Morreu no último dia 4 de maio o economista americano William Jack Baumol. Baumol foi um dos economistas mais influentes do século XX e, provavelmente, seguirá sendo um dos mais influentes neste início de século XXI. A sua obra marcou o estudo da economia com contribuições substantivas. Em ordem cronológica, podemos citar o modelo Baumol-Tobin de demanda por dinheiro em espécie na década de 50; seu esforço em modelar externalidades e o imposto Pigouviano como remédio nos anos 70; e a teoria dos mercados contestáveis formulada nos anos 80. Outras contribuições relevantes foram feitas nos campos do desenvolvimento econômico, empreendedorismo e pensamento econômico, porém, sem a mesma originalidade das áreas mencionadas previamente.

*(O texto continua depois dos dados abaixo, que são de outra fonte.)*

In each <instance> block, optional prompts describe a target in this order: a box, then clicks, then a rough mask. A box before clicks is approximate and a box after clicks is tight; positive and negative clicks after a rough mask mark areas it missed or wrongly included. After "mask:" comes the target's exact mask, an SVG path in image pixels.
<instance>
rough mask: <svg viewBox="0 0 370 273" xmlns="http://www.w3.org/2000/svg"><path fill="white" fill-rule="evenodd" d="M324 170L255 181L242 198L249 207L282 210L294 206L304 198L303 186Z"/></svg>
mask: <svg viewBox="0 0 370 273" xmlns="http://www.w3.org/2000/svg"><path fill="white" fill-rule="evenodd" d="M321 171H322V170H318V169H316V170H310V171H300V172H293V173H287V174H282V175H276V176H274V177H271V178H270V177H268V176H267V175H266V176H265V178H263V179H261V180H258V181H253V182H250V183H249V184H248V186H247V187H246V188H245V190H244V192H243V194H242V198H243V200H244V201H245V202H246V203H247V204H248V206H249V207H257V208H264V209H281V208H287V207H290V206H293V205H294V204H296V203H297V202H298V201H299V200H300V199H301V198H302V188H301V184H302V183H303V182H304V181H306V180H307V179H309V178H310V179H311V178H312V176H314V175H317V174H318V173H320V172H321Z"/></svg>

Para os propósitos deste blog, a doença de custos de Baumol foi a maior das suas contribuições. Em artigo seminal publicado em 1967, intitulado Macroeconomics of Unbalanced Growth: The anatomy of urban crisis, Baumol introduz uma perspectiva original sobre a evolução da produtividade – e, portanto, dos preços – de diferentes segmentos produtivos a partir do que ficou conhecido como “doença de custos de Baumol”. O conceito “doença de custos” não foi cunhado por ele. Ao longo dos anos, outros economistas assim entenderam a sua contribuição e, em 2013, o próprio Baumol publicou um livro intitulado The Cost Disease: Why Computers Get Cheaper and Health Care Doesn’t, no qual ele organiza décadas de um debate que ele próprio iniciou.

Seu argumento está assentado na divisão de dois grandes grupos econômicos: um, o que ele denominou de tecnologicamente progressivo, e o outro, de tecnologicamente não-progressivo. Essa diferenciação é fundamentada na capacidade que um dos grupos tem de expandir a sua produção por inovações, acúmulo de capital e economias de escala. Ultimamente, porém, essa diferenciação vem do papel que o trabalho humano desempenha na produção. Segundo Baumol,

The basic source of differentiation resides in the role played by labor in the activity. In some cases labor is primarily an instrument – an incidental requisite for the attainment of the final product, while in other fields of endeavor, for all practical purposes the labor is itself the end product. Manufacturing encompasses the most obvious examples of the former type of activity. (…) Thus it has been possible (…) to effect successive and cumulative decreases in the labor input coefficient for most manufactured goods, often along with some degree of improvement in the quality of the product. (…) On the other hand there are a number of services in which the labor is an end in itself, in which quality is judged directly in terms of amount of labor. Teaching is a clear-cut example, where class size (…) is often taken as a critical index of quality. Here, despite the (…) variety of innovations, there still seem to be fairly firm limits to class size.” (Pág. 416)

Ou seja, Baumol não se refere a outras atividades distintas da indústria como menos importantes ou menos sofisticadas. Sua categorização mostra que a quantidade de trabalho humano envolvido na indústria depende do estágio de maturidade tecnológica que permite mais ou menos trabalho.

Muitas são as implicações da sua visão original, apesar de algumas delas terem passado praticamente em desapercebidas. O recente debate sobre commoditização digital e a percepção de que a contabilidade nacional tem problemas de mensuração das atividades econômicas, especialmente a superestimação do tamanho do setor de serviços, são reinterpretações da visão original de Baumol que jogam preciosa luz sobre o debate das novas tecnologias, mudança estrutural e da desindustrialização ao trazer para o centro do debate as trajetórias não convergentes da produtividade entre os diversos setores e o inevitável encarecimento relativo de tudo aquilo que depende intrinsecamente da criação e do trabalho humano.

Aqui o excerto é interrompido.